Obama’s Liberal Fantasy Dream World
Sometimes it seems that life would be less stressful in a liberal fantasy dream world where numbers don’t really mean anything and “truth” is whatever you want to make it. But alas, that’s not the way things are.
Today, President Obama said “we don’t have an immediate crisis in terms of debt” and that “for the next ten years, it’s gonna be a sustainable place.” His cavalier attitude is not exactly breaking news; he made similar comments last September.
But here’s the thing about our debt: it’s not actually sustainable and creditors will demand you pay it off eventually.
Yes, you, the taxpayer, have to pay it off. In fact, the level of debt stands at over $111,000 per U.S. taxpayer. That’s not okay. In fact, through his constant calls to keep raising taxes on us, the President acknowledges as much. Even if he’s buried it in the deepest recesses of his mind, he must know that debt is something you have to pay off.
If common sense isn’t sufficient to convince you that the $16 trillion debt is a problem, perhaps the Congressional Budget Office’s (CBO) annual budget and economic outlook can clear things up. It explains that the debt held by the public is indeed a problem that, due to “an aging population, rising health care costs, and expansion of federal subsidies for health insurance, and growing interest payments on federal debt,” will remain “historically high relative to the size of the economy for the next decade.”
The President’s hypocrisy on debt is well documented, and the old Obama would agree with CBO’s conclusion that “such high and rising debt would have serious negative consequences.”

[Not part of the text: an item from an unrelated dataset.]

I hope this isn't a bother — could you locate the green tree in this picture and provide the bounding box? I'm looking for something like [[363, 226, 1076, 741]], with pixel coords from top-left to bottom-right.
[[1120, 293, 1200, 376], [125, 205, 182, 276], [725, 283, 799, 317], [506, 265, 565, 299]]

Fortunately, the American people are beginning to wake up and smell the coffee. The President’s approval ratings are falling in the polls, particularly with regard to his handling of the economy. Though the President thought that he’d received the go ahead from America to continue to raise taxes and ignore the debt for the next four years, it’s far from clear that that is what the American people want.
Barely more than half of those surveyed say the economy has started its recovery. And after a brief foray into neutral territory, most Americans again give Obama negative marks on handling the economy.
Despite the message the polls are sending about Obamanomics not being too popular, folks like Maryland Gov. Martin O’Malley, a 2016 presidential hopeful, still think raising taxes is a pretty good platform to run on. O’Malley is testing the theory currently:
O’Malley, who is thought to be an all but certain player in the next race for the White House, surprised some observers when he proposed last week to raise taxes on gasoline statewide as part of a transportation plan designed to repair failing infrastructure and reduce commute time.
But emboldened by President Barack Obama’s sweeping 2012 electoral victory — built largely on a pledge to raise rates on the wealthiest Americans — Democrats are now making the case that a record of tax increases isn’t the albatross it once was, as long as they pay for substantive improvements for constituents.
He must not have seen today’s polling numbers, which are at least an indication that Americans don’t like higher taxes, high debt and deficits, and high unemployment.
Unemployed Americans and struggling families await the President’s historically late budget with bated breath. Unfortunately for them, if it’s anything like last year’s budget, it will include higher taxes, more spending, and more debt. That will be consistent with his remarks on the debt today and the pain many Americans continue to feel.